The world is at a perilous moment as unprecedented aid cuts have caused the “biggest storm the HIV response has ever seen”, the United Nations has warned in one of the first major reports to quantify the impact of funding shortfalls.
Winnie Byanyima, head of the UN agency for HIV/AIDS, told The Independent that decades of progress had been undone. HIV infections among women and girls in Sub-Saharan Africa remain on the rise, while the AIDS-related death toll in 2025 was more than double global targets needed to end the pandemic.
This is all due to the sharpest drop in global development assistance on record, with funding from multiple countries falling by 23 per cent last year, hitting HIV programmes severely.
Byanyima implored governments around the world to stay united and pool resources to continue to fight the global health threat and meet the goal of ending AIDS by 2030.
“There’s no question that this is the most serious disruption in the HIV response since the world came together to fight this disease,” she said.
“The funding cuts, combined with the reduction in civic space and the further criminalisation of marginalised populations have come together to create the biggest storm the HIV response has ever seen.”
She added that this meant we are beginning to see the reversal of some of the gains we had made and “progress in the HIV response is in peril.”
“We just need to keep the global solidarity, everybody in the fight, putting their best foot forward with resources, science and rights.
“It’s just politics that’s stopping us. We can end AIDS as a public health threat by 2030.”
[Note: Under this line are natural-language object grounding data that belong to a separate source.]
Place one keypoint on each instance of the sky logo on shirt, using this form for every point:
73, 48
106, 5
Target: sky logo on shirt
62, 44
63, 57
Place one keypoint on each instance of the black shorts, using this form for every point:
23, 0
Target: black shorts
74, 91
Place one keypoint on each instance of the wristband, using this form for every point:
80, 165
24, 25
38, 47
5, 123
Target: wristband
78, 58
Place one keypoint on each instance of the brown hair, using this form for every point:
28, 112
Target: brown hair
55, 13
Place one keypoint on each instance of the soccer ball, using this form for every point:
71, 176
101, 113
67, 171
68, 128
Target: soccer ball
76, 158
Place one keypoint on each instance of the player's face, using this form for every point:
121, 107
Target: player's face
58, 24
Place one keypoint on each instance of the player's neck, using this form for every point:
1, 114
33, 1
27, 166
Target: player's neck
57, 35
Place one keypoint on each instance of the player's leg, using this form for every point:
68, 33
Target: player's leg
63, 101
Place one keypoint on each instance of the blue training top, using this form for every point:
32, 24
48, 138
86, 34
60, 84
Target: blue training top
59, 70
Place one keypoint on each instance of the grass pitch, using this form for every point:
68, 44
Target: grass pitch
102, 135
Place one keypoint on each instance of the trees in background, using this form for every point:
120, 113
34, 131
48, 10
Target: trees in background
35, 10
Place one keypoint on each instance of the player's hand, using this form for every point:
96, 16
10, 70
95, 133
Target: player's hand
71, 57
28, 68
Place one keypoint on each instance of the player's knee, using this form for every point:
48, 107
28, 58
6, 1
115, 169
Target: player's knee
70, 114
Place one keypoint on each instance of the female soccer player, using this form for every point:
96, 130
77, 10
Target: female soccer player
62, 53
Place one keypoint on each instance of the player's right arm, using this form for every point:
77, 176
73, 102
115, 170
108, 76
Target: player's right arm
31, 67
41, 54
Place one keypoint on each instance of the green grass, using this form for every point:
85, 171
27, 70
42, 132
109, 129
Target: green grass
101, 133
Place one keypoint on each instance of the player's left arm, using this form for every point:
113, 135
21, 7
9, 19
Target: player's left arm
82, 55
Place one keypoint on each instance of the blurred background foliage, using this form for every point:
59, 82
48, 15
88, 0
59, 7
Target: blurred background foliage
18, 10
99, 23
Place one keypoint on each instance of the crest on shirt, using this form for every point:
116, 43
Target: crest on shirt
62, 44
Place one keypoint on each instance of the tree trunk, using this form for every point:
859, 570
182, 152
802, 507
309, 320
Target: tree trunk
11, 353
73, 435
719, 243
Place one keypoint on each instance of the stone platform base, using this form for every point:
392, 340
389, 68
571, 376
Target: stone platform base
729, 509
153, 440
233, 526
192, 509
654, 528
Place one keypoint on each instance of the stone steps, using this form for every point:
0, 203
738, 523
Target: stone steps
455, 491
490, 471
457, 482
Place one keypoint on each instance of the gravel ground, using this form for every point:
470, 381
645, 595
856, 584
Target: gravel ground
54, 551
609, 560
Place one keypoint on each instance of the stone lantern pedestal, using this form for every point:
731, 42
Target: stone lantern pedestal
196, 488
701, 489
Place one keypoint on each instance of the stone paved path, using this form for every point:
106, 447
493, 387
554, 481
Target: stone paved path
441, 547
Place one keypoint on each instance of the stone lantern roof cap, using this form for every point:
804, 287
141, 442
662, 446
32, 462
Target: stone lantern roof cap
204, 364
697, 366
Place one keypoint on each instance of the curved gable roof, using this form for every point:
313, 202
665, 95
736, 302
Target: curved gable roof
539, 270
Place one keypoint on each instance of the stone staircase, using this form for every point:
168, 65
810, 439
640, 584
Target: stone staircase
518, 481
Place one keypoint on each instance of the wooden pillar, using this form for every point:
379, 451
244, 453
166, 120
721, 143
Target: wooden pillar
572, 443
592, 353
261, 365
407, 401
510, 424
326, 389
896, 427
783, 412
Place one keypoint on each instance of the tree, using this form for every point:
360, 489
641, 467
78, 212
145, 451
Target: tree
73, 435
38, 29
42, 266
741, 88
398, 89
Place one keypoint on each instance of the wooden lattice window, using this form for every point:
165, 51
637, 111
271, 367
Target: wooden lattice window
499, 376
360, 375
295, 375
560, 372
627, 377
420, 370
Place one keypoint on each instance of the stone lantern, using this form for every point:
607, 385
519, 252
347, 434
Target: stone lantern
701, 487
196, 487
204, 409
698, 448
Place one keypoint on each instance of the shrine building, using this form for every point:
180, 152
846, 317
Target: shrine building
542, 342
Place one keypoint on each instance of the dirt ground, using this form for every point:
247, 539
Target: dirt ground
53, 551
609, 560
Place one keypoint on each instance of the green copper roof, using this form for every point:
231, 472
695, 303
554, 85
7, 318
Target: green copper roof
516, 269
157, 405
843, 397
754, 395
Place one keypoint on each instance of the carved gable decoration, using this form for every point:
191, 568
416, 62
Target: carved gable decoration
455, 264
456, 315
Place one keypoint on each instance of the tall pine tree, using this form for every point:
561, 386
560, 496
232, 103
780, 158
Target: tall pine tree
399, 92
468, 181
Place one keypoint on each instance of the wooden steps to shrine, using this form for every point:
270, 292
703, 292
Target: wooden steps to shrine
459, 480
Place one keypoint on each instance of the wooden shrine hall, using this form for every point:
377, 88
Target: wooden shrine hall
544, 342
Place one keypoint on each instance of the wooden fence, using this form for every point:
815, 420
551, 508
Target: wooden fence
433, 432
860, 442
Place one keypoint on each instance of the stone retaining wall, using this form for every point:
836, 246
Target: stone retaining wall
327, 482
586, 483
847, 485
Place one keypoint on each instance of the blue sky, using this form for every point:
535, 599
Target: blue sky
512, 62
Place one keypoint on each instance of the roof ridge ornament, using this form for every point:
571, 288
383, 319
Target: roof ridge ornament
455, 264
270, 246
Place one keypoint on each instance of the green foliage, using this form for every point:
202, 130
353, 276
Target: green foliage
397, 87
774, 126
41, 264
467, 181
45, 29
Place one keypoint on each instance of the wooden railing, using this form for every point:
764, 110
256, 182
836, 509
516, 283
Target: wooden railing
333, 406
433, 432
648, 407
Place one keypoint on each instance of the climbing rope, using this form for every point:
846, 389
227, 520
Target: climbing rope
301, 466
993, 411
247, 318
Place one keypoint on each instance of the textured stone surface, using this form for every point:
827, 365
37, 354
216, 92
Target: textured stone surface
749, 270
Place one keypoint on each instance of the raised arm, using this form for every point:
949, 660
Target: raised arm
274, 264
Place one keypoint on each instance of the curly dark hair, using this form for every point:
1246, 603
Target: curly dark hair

Within hours of becoming president, Donald Trump froze the majority of US aid abroad and eventually cancelled 80 per cent of his country’s foreign aid projects worldwide. This decimated funding to PEPFAR, the US’s global HIV response programme and one of the most successful health initiatives in history.
The UK and Europe followed suit, with Sir Keir Starmer announcing this year that Britain would redirect foreign aid spending towards defence.
While infections and the death toll globally have fallen since 2010, initial data gathered in a report launched on Friday show alarming numbers of new infections, particularly among women and girls in sub-Saharan Africa, where there are 3,000 new infections a week.
New infections are also surging in Latin America, the Middle East, North Africa and parts of Asia.
Part of this is caused by interruptions to life-sustaining antiretroviral treatment, as well as prevention programmes, which in many countries in sub-Saharan Africa were almost entirely funded by the external aid that has now been lost.